As Snowden’s lawyer, the ACLU’s Ben Wizner, explained, “When Daniel Ellsberg stood trial under the Espionage Act, his attorney asked him why he decided to leak the Pentagon Papers to journalists. The prosecution objected to the mere question, and the judge sustained the objection. No matter the egregiousness of the government’s actions, a whistleblower’s motivation has no place in an Espionage Act trial.”
Obama denounced those opposed to massive government spying, saying, “Those who pretend that there's no balance that has to be struck and think we can take a 100 percent absolutist approach to protecting privacy don't recognize that governments are going to be under an enormous burden to prevent the kinds of terrorist acts that not only harm individuals, but also can distort our society and our politics in very dangerous ways.”
He continued, “I want my government—and I think the German people should want their government—to be able to find out if a terrorist organization has access to a weapon of mass destruction that might go off in the middle of Berlin.
“That may mean that, as long as they do it carefully and narrowly, that they're going to have to find ways to identify an email address or a cell phone of a network… But we shouldn't assume that government is always trying to do the wrong thing.”
Trump’s pick for CIA director, Michael Pompeo, supports the lifting of virtually all restrictions on NSA spying. As a member of the House Intelligence Committee, he has called for the NSA to resume its phone records program and urged Congress to pass “a law reestablishing collection of all metadata, and combining it with publicly available financial and lifestyle information into a comprehensive, searchable database.”

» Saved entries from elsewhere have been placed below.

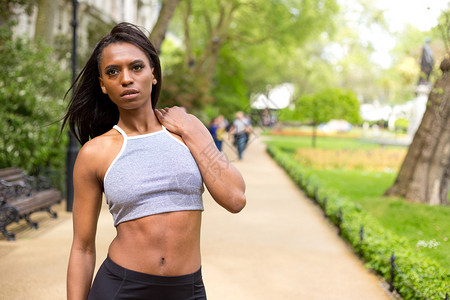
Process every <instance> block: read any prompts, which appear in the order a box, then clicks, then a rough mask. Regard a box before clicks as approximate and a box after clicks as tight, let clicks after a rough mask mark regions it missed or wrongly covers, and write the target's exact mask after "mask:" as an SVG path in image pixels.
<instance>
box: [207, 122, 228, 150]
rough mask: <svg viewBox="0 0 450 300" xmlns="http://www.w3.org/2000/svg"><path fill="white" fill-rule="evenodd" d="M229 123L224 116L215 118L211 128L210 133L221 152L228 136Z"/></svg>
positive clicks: (210, 129) (209, 128)
mask: <svg viewBox="0 0 450 300" xmlns="http://www.w3.org/2000/svg"><path fill="white" fill-rule="evenodd" d="M226 127H227V122H226V119H225V117H224V116H222V115H219V116H217V117H215V118H214V119H213V120H212V122H211V124H210V127H209V132H211V135H212V137H213V139H214V143H215V144H216V147H217V149H218V150H219V151H222V143H223V140H224V139H225V135H226Z"/></svg>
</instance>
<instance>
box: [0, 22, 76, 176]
mask: <svg viewBox="0 0 450 300" xmlns="http://www.w3.org/2000/svg"><path fill="white" fill-rule="evenodd" d="M2 32H4V35H2V37H1V40H0V57H2V60H1V61H0V67H1V69H2V70H3V72H1V73H0V128H2V138H1V139H0V167H1V168H4V167H10V166H15V167H21V168H23V169H25V170H26V171H27V172H28V173H30V174H34V175H37V174H38V173H40V172H42V171H43V169H47V170H46V171H47V172H50V171H49V170H50V169H55V170H59V171H60V172H61V171H62V170H63V168H64V165H65V142H66V137H65V136H63V137H62V138H60V137H59V127H60V124H59V123H57V121H58V120H59V118H60V117H61V116H62V115H63V112H64V108H65V105H64V102H63V97H64V92H65V89H66V88H67V87H68V83H69V81H68V79H69V76H70V72H67V71H65V72H64V71H63V70H61V65H60V62H59V61H56V60H54V59H52V57H51V54H52V52H51V49H50V48H48V47H46V46H45V45H43V44H41V43H37V44H33V43H32V42H30V41H29V40H27V39H25V38H21V37H18V38H14V39H13V38H12V37H11V35H10V34H11V33H9V34H8V31H2ZM8 36H9V38H8ZM58 178H59V180H61V178H63V177H62V176H60V175H59V176H58Z"/></svg>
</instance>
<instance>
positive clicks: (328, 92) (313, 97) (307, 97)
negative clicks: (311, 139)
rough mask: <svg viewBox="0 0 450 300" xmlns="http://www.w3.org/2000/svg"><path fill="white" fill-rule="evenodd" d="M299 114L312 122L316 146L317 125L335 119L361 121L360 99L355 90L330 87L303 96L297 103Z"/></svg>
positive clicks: (308, 121) (296, 110) (306, 119)
mask: <svg viewBox="0 0 450 300" xmlns="http://www.w3.org/2000/svg"><path fill="white" fill-rule="evenodd" d="M295 110H296V112H297V116H299V118H300V119H301V120H305V121H307V122H309V123H310V124H312V126H313V135H312V146H313V147H314V148H315V147H316V136H317V126H318V125H319V124H321V123H326V122H328V121H330V120H333V119H339V120H346V121H348V122H350V123H358V122H360V121H361V117H360V115H359V101H358V99H357V98H356V95H355V93H354V92H353V91H350V90H342V89H339V88H328V89H325V90H323V91H320V92H316V93H314V94H312V95H304V96H301V97H300V98H299V99H298V100H297V102H296V103H295Z"/></svg>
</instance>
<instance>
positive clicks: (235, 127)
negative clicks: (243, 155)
mask: <svg viewBox="0 0 450 300" xmlns="http://www.w3.org/2000/svg"><path fill="white" fill-rule="evenodd" d="M251 130H252V125H251V124H250V120H249V118H247V117H246V116H245V115H244V113H243V112H242V111H238V112H237V113H236V119H235V120H234V121H233V123H232V125H231V128H230V136H232V137H233V139H234V141H233V144H234V145H235V146H236V148H237V151H238V157H239V160H241V159H242V156H243V153H244V150H245V148H246V147H247V142H248V139H249V135H250V132H251Z"/></svg>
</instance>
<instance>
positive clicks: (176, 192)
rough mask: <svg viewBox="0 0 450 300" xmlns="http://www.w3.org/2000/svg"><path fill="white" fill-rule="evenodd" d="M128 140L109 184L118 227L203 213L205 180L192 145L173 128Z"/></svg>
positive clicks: (110, 207) (116, 166) (114, 210)
mask: <svg viewBox="0 0 450 300" xmlns="http://www.w3.org/2000/svg"><path fill="white" fill-rule="evenodd" d="M113 128H114V129H116V130H117V131H118V132H120V133H121V134H122V136H123V144H122V148H121V150H120V152H119V154H117V156H116V157H115V159H114V160H113V162H112V163H111V165H110V166H109V168H108V170H107V171H106V174H105V178H104V180H103V184H104V192H105V198H106V203H107V204H108V205H109V211H110V212H111V214H112V216H113V219H114V226H117V225H119V224H120V223H122V222H125V221H130V220H134V219H138V218H141V217H145V216H149V215H154V214H160V213H166V212H173V211H183V210H201V211H203V200H202V193H203V190H204V189H203V180H202V177H201V174H200V171H199V169H198V166H197V163H196V162H195V160H194V158H193V157H192V154H191V152H190V151H189V149H188V147H187V146H186V145H185V144H183V143H182V142H181V141H180V140H178V139H177V138H175V137H174V136H173V135H172V134H171V133H170V132H168V131H167V129H166V128H165V127H164V126H162V129H161V130H160V131H157V132H152V133H148V134H143V135H137V136H127V134H126V133H125V132H124V131H123V130H122V129H121V128H120V127H119V126H117V125H115V126H114V127H113Z"/></svg>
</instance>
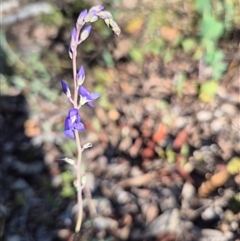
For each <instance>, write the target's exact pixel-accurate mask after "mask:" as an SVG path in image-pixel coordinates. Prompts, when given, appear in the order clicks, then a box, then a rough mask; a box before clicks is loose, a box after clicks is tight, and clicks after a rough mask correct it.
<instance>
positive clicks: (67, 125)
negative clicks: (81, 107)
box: [64, 108, 85, 139]
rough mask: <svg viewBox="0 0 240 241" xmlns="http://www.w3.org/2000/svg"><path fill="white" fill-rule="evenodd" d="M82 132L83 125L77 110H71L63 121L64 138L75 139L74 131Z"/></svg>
mask: <svg viewBox="0 0 240 241" xmlns="http://www.w3.org/2000/svg"><path fill="white" fill-rule="evenodd" d="M75 129H76V130H78V131H83V130H84V129H85V127H84V125H83V123H82V122H81V117H80V114H79V112H78V109H76V108H72V109H70V110H69V112H68V116H67V117H66V119H65V124H64V134H65V136H66V137H70V138H72V139H75V133H74V130H75Z"/></svg>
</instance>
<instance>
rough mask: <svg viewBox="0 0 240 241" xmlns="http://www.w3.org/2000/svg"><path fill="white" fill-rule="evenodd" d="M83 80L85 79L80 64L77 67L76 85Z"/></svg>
mask: <svg viewBox="0 0 240 241" xmlns="http://www.w3.org/2000/svg"><path fill="white" fill-rule="evenodd" d="M84 80H85V71H84V68H83V66H82V65H81V67H80V68H79V71H78V73H77V81H78V85H82V84H83V82H84Z"/></svg>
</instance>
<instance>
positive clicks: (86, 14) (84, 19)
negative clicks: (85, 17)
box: [77, 9, 87, 26]
mask: <svg viewBox="0 0 240 241" xmlns="http://www.w3.org/2000/svg"><path fill="white" fill-rule="evenodd" d="M86 15H87V9H84V10H83V11H82V12H81V13H80V14H79V16H78V19H77V25H80V26H83V25H84V22H85V17H86Z"/></svg>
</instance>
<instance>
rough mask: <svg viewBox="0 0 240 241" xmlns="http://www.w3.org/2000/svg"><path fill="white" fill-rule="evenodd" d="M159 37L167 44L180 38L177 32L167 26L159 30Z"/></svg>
mask: <svg viewBox="0 0 240 241" xmlns="http://www.w3.org/2000/svg"><path fill="white" fill-rule="evenodd" d="M161 36H162V38H163V39H164V40H166V41H168V42H173V41H174V40H175V39H177V38H178V37H179V36H180V32H179V30H177V29H175V28H171V27H167V26H163V27H162V28H161Z"/></svg>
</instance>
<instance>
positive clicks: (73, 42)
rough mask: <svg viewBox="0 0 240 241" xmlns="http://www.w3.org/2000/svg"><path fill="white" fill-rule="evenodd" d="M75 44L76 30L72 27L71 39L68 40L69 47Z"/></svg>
mask: <svg viewBox="0 0 240 241" xmlns="http://www.w3.org/2000/svg"><path fill="white" fill-rule="evenodd" d="M76 44H77V31H76V28H73V29H72V32H71V41H70V47H71V49H72V48H73V47H74V46H75V45H76Z"/></svg>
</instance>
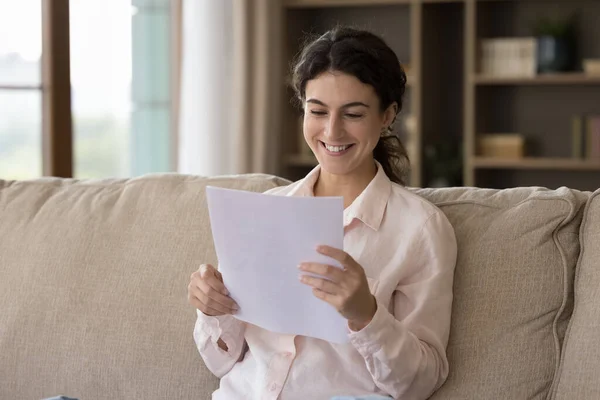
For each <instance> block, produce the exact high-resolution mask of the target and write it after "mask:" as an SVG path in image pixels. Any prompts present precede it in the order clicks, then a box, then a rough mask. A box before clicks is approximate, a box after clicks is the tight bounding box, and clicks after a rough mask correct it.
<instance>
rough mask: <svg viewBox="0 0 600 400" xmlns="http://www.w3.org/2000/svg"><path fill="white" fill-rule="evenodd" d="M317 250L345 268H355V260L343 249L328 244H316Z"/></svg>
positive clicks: (323, 254)
mask: <svg viewBox="0 0 600 400" xmlns="http://www.w3.org/2000/svg"><path fill="white" fill-rule="evenodd" d="M317 252H319V253H321V254H323V255H324V256H328V257H331V258H333V259H334V260H337V261H339V262H340V264H342V266H344V267H345V269H350V268H352V269H354V268H356V261H354V259H353V258H352V257H351V256H350V254H348V253H346V252H345V251H344V250H341V249H336V248H334V247H330V246H324V245H323V246H318V247H317Z"/></svg>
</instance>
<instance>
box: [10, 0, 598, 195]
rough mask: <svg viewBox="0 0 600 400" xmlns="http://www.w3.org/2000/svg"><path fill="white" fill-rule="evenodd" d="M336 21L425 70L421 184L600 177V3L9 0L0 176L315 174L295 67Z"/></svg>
mask: <svg viewBox="0 0 600 400" xmlns="http://www.w3.org/2000/svg"><path fill="white" fill-rule="evenodd" d="M338 24H344V25H351V26H354V27H359V28H365V29H369V30H372V31H374V32H376V33H378V34H380V35H382V36H383V37H384V39H385V40H386V41H387V42H388V44H389V45H390V46H391V47H392V48H393V49H394V50H395V52H396V54H397V55H398V58H399V62H400V63H401V64H402V65H403V67H404V68H405V70H406V71H407V74H408V76H409V84H408V89H407V93H406V98H405V106H404V108H403V110H402V112H401V114H400V118H399V120H398V121H397V123H396V125H395V133H396V134H397V135H399V137H400V138H401V139H402V141H403V142H404V144H405V146H406V147H407V150H408V151H409V154H410V158H411V163H412V169H411V172H410V177H409V182H408V183H409V185H411V186H420V187H443V186H479V187H489V188H508V187H516V186H544V187H549V188H557V187H560V186H568V187H571V188H576V189H582V190H594V189H596V188H598V187H600V40H598V38H599V37H600V1H598V0H130V1H129V0H18V1H15V0H0V179H33V178H38V177H41V176H61V177H75V178H82V179H83V178H127V177H134V176H139V175H143V174H147V173H166V172H178V173H184V174H196V175H218V174H240V173H252V172H263V173H271V174H276V175H279V176H282V177H285V178H288V179H292V180H295V179H299V178H301V177H303V176H304V175H305V174H306V173H308V172H309V171H310V169H311V168H313V167H314V166H315V165H316V161H315V159H314V157H313V155H312V154H311V153H310V149H308V147H307V146H306V145H305V144H304V143H303V138H302V132H301V120H300V113H299V110H298V109H297V108H295V106H294V104H293V101H292V99H293V92H292V91H291V89H290V86H289V69H290V65H291V62H292V60H293V59H294V57H295V56H296V55H297V53H298V51H299V50H300V48H301V45H302V44H303V43H304V41H305V40H306V39H307V38H308V37H314V36H315V35H318V34H320V33H323V32H324V31H326V30H327V29H329V28H331V27H333V26H336V25H338Z"/></svg>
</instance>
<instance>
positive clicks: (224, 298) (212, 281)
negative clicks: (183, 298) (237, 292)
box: [188, 264, 239, 317]
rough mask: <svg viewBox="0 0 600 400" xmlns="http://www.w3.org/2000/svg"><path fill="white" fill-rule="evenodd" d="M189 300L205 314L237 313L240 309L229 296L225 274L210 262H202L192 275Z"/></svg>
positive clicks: (190, 277) (188, 290)
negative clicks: (211, 263) (225, 277)
mask: <svg viewBox="0 0 600 400" xmlns="http://www.w3.org/2000/svg"><path fill="white" fill-rule="evenodd" d="M188 301H189V303H190V304H191V305H193V306H194V307H196V308H197V309H198V310H200V311H202V312H203V313H204V314H206V315H209V316H212V317H215V316H219V315H227V314H235V312H236V311H237V310H238V309H239V307H238V305H237V304H236V302H235V301H234V300H233V299H232V298H231V297H229V291H228V290H227V288H225V285H224V284H223V276H222V275H221V273H220V272H219V271H217V270H216V268H215V267H213V266H212V265H210V264H202V265H201V266H200V268H199V269H198V271H196V272H194V273H193V274H192V276H191V277H190V284H189V285H188Z"/></svg>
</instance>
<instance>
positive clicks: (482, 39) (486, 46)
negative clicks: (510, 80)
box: [479, 38, 537, 77]
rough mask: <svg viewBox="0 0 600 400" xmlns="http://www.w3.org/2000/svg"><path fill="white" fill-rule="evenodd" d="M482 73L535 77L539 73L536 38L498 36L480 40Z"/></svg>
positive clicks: (497, 75) (524, 76)
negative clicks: (538, 68)
mask: <svg viewBox="0 0 600 400" xmlns="http://www.w3.org/2000/svg"><path fill="white" fill-rule="evenodd" d="M479 65H480V68H479V69H480V73H481V74H482V75H486V76H494V77H533V76H535V75H536V73H537V42H536V40H535V38H496V39H481V41H480V60H479Z"/></svg>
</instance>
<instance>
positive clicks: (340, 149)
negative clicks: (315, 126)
mask: <svg viewBox="0 0 600 400" xmlns="http://www.w3.org/2000/svg"><path fill="white" fill-rule="evenodd" d="M323 144H324V145H325V148H326V149H327V150H329V151H331V152H332V153H339V152H341V151H344V150H346V149H347V148H348V147H350V145H346V146H330V145H328V144H327V143H323Z"/></svg>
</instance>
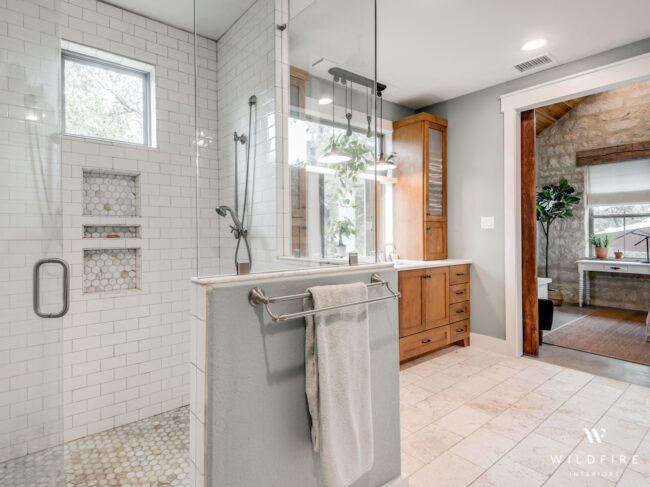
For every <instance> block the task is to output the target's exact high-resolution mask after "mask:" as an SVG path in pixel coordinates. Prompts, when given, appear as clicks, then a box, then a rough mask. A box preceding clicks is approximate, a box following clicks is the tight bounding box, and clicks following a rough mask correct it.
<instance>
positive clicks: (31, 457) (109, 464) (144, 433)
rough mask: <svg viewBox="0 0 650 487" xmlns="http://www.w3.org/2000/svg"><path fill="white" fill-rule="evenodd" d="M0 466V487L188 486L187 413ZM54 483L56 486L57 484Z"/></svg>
mask: <svg viewBox="0 0 650 487" xmlns="http://www.w3.org/2000/svg"><path fill="white" fill-rule="evenodd" d="M60 465H61V449H60V448H58V449H49V450H45V451H42V452H38V453H34V454H31V455H27V456H24V457H21V458H18V459H15V460H11V461H9V462H5V463H3V464H0V485H2V486H5V485H6V486H12V487H44V486H58V485H65V486H66V487H75V486H81V487H94V486H120V487H166V486H189V485H190V473H189V472H190V463H189V408H188V407H182V408H179V409H175V410H173V411H169V412H167V413H163V414H159V415H157V416H152V417H151V418H147V419H144V420H142V421H137V422H135V423H131V424H128V425H126V426H121V427H119V428H115V429H112V430H109V431H104V432H102V433H98V434H96V435H92V436H87V437H85V438H81V439H79V440H75V441H72V442H69V443H67V444H66V445H65V463H64V468H65V480H66V481H65V484H63V483H62V482H61V480H62V479H61V476H62V472H61V471H60V468H57V466H60ZM57 480H58V482H57Z"/></svg>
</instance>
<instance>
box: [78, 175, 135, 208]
mask: <svg viewBox="0 0 650 487" xmlns="http://www.w3.org/2000/svg"><path fill="white" fill-rule="evenodd" d="M139 207H140V198H139V176H138V175H137V174H128V173H120V172H115V171H108V170H99V169H91V170H84V172H83V215H84V216H111V217H133V216H138V215H139Z"/></svg>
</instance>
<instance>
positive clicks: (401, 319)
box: [397, 271, 425, 337]
mask: <svg viewBox="0 0 650 487" xmlns="http://www.w3.org/2000/svg"><path fill="white" fill-rule="evenodd" d="M422 274H423V273H422V272H421V271H402V272H400V273H399V274H398V277H397V282H398V287H399V292H400V293H402V297H401V298H400V299H399V336H400V337H404V336H408V335H412V334H414V333H418V332H420V331H423V330H424V329H425V325H424V319H423V318H424V317H423V313H422V283H423V279H422Z"/></svg>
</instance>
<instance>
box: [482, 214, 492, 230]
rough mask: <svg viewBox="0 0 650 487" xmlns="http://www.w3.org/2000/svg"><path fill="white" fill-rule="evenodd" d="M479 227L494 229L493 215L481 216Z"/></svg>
mask: <svg viewBox="0 0 650 487" xmlns="http://www.w3.org/2000/svg"><path fill="white" fill-rule="evenodd" d="M481 229H484V230H492V229H494V217H493V216H482V217H481Z"/></svg>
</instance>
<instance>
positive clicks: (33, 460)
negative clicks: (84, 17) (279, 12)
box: [0, 2, 71, 486]
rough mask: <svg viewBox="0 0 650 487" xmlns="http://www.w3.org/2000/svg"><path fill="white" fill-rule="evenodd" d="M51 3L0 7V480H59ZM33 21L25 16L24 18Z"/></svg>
mask: <svg viewBox="0 0 650 487" xmlns="http://www.w3.org/2000/svg"><path fill="white" fill-rule="evenodd" d="M57 6H58V4H57V2H47V3H44V2H11V3H9V4H7V3H3V4H2V6H0V112H1V113H2V116H1V118H0V126H1V130H0V173H1V174H2V177H1V178H0V218H1V219H2V230H1V231H0V286H1V288H2V293H1V294H0V337H1V340H0V343H1V344H0V347H1V348H2V352H1V353H0V356H1V357H2V358H1V359H0V484H2V485H12V486H23V485H25V486H26V485H63V448H62V444H63V380H62V379H63V377H62V370H63V369H62V367H63V345H62V336H63V327H62V324H63V319H64V318H63V316H64V315H65V313H66V312H67V310H68V306H69V272H70V269H69V267H68V265H67V263H66V262H65V261H64V260H62V257H63V250H64V249H63V244H62V205H63V204H65V203H66V202H68V201H70V197H71V195H70V194H66V195H65V196H64V195H63V193H62V186H61V181H62V176H63V174H62V170H61V167H62V166H61V145H60V144H61V141H60V132H59V124H60V116H59V114H60V110H59V108H60V107H59V73H60V70H59V66H60V63H61V61H60V42H59V40H60V39H59V22H58V9H57ZM34 16H36V17H38V18H39V19H40V21H39V22H31V21H30V20H31V19H32V18H33V17H34Z"/></svg>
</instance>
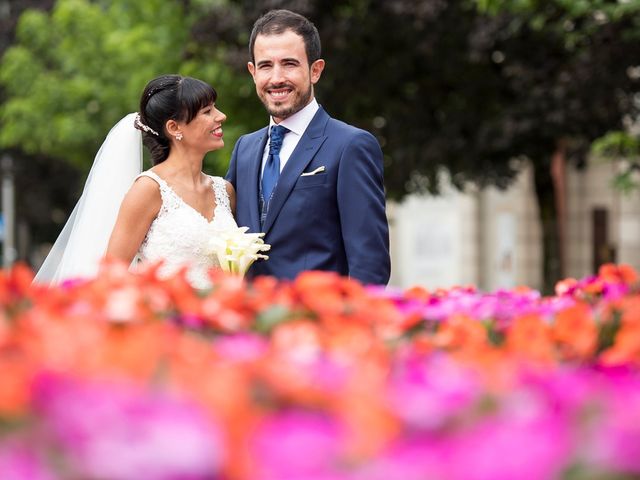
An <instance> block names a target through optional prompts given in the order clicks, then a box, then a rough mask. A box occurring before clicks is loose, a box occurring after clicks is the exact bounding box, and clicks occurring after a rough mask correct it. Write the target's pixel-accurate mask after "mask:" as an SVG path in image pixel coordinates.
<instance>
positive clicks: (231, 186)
mask: <svg viewBox="0 0 640 480" xmlns="http://www.w3.org/2000/svg"><path fill="white" fill-rule="evenodd" d="M225 183H226V187H227V195H229V204H230V205H231V213H233V216H234V217H235V216H236V191H235V189H234V188H233V185H231V183H229V182H225Z"/></svg>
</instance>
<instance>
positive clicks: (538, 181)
mask: <svg viewBox="0 0 640 480" xmlns="http://www.w3.org/2000/svg"><path fill="white" fill-rule="evenodd" d="M565 159H566V146H565V143H564V141H562V140H560V141H558V143H557V146H556V150H555V151H554V152H553V155H552V156H551V161H550V162H534V182H535V189H536V197H537V200H538V209H539V215H540V225H541V228H542V293H543V294H545V295H548V294H552V293H553V291H554V287H555V284H556V283H557V282H558V280H561V279H563V278H564V272H565V270H564V266H565V251H564V245H565V239H566V227H565V219H566V198H565V197H566V194H565V162H566V160H565Z"/></svg>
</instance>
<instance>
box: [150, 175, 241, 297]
mask: <svg viewBox="0 0 640 480" xmlns="http://www.w3.org/2000/svg"><path fill="white" fill-rule="evenodd" d="M141 176H145V177H149V178H151V179H153V180H155V182H156V183H157V184H158V186H159V187H160V196H161V198H162V206H161V207H160V211H159V212H158V215H157V216H156V218H155V219H154V220H153V222H152V223H151V226H150V227H149V231H148V232H147V235H146V236H145V238H144V240H143V242H142V244H141V245H140V249H139V250H138V258H139V259H140V260H141V261H142V262H156V261H158V260H162V261H163V265H162V267H161V269H160V274H161V275H163V276H169V275H171V274H173V273H175V272H176V271H177V270H179V269H180V268H182V267H183V266H185V265H186V266H188V267H189V270H188V272H187V277H188V279H189V281H190V282H191V284H192V285H193V286H194V287H197V288H207V287H208V286H210V281H209V277H208V275H207V271H208V270H209V269H210V268H214V267H218V266H219V264H218V261H217V259H216V258H215V256H214V255H210V254H209V253H208V248H207V246H208V243H209V240H210V239H211V235H212V234H213V233H214V231H215V230H223V229H226V228H230V227H236V226H237V225H236V222H235V219H234V218H233V214H232V213H231V206H230V202H229V195H228V194H227V189H226V182H225V180H224V179H223V178H221V177H211V176H210V178H211V180H212V188H213V192H214V195H215V202H216V206H215V209H214V212H213V219H212V220H211V221H208V220H207V219H206V218H205V217H204V216H203V215H202V214H201V213H200V212H198V211H197V210H196V209H194V208H193V207H191V206H190V205H189V204H187V203H186V202H185V201H184V200H183V199H182V198H181V197H180V196H178V194H177V193H176V192H174V191H173V189H172V188H171V187H170V186H169V185H168V184H167V183H166V182H165V181H164V180H163V179H162V178H160V177H159V176H158V175H156V174H155V173H154V172H152V171H146V172H143V173H141V174H140V175H139V176H138V178H139V177H141Z"/></svg>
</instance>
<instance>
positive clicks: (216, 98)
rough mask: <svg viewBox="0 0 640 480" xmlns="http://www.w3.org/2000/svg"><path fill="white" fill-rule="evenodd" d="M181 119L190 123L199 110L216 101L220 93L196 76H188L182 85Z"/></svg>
mask: <svg viewBox="0 0 640 480" xmlns="http://www.w3.org/2000/svg"><path fill="white" fill-rule="evenodd" d="M180 90H181V91H180V97H181V98H180V100H181V102H180V103H181V104H182V109H181V110H182V111H181V114H180V116H181V117H182V118H181V120H183V121H185V122H187V123H189V122H190V121H191V120H193V119H194V118H195V117H196V115H198V112H199V111H200V110H202V109H203V108H205V107H208V106H209V105H211V104H212V103H215V101H216V99H217V98H218V94H217V93H216V91H215V90H214V89H213V87H212V86H211V85H209V84H207V83H205V82H203V81H201V80H198V79H196V78H190V77H186V78H184V79H183V81H182V82H181V85H180Z"/></svg>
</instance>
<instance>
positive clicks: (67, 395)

In an interview on C-Span last February, Pompeo said, “It's absolutely the case that we have not been able to secure all the American information that we needed to, and that we've had the traitor Edward Snowden steal that information. He should be brought back from Russia and given due process, and I think the proper outcome would be that he would be given a death sentence for having put friends of mine, friends of yours, who served in the military today, at enormous risk, because of the information he stole and then released to foreign powers.”
According to State Department sources, Hillary Clinton is reported to have said, “Can’t we just drone this guy,” during a 2010 internal discussion on WikiLeaks founder Julian Assange.
In December 2010, Democratic strategist and Clinton supporter Bob Beckel told Fox News: “The way to deal with this is pretty simple. We've got Special-Op forces. I mean—a dead man can't leak stuff. This guy's a traitor…I am not for the death penalty, so if I am not for the death penalty, there is only one way to do it… Illegally shoot the son of a bitch.”